Development begins on the Pilot Plan for Cali, to create a new large modern campus of the University of Valle. Cali is a city in the department of Valle del Cauca, an area in southwestern Colombia surrounded by mountains and traversed by the Cali River.
Oscar Muñoz is born in Popayán, Colombia, to a middle-class family interested in the arts who encourage and support such interests in their children.1 He spends his early years in Venezuela.
After a coup d’état supported by the political elites, General Gustavo Rojas Pinilla takes power in Colombia until 1957. The military dictatorship imposes martial law to pacify the country.
El Taller (The Workshop), a place to promote modern art, opens in Cali. Enrique Buenaventura founds the Experimental Theater of Cali (TEC) at the local Departmental School of Fine Arts.
In August, more than one thousand people are killed when seven army trucks loaded with dynamite accidentally detonate and destroy eight city blocks in Cali.
In March, a cultural space called Museum La Tertulia opens in a rented house in the San Antonio neighborhood in Cali under the direction of Maritza Uribe de Urdinola. It supports exhibitions of modern art, cultural and educational activities, and discussions about politics. The institution goes unnoticed by state security agencies that ban such meetings.
General Rojas Pinilla establishes the National Commission to Investigate de Causes and Circumstances of Violence in the National Territory.

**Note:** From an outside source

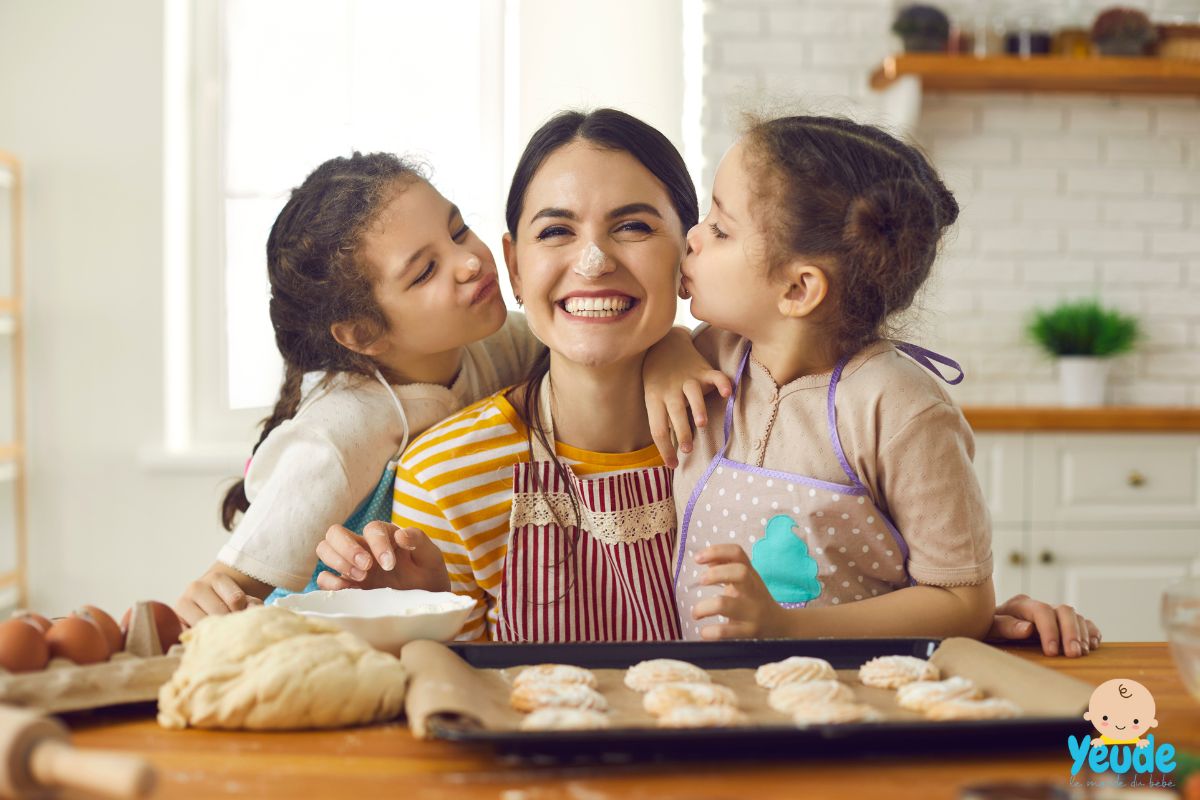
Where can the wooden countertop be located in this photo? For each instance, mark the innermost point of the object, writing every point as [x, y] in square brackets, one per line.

The National Front, a period in Colombia during which the Liberal and Conservative parties alternate turns in power, takes place until 1974. This arrangement was intended to end partisan violence, but it perpetuated it by disenfranchising other political parties and groups. The National Front begins with the election of the Liberal Party candidate Alberto Lleras Camargo, one of its architects, as president.
The Muñoz family moves from Venezuela to Cali. They live in the neighborhood of El Peñón.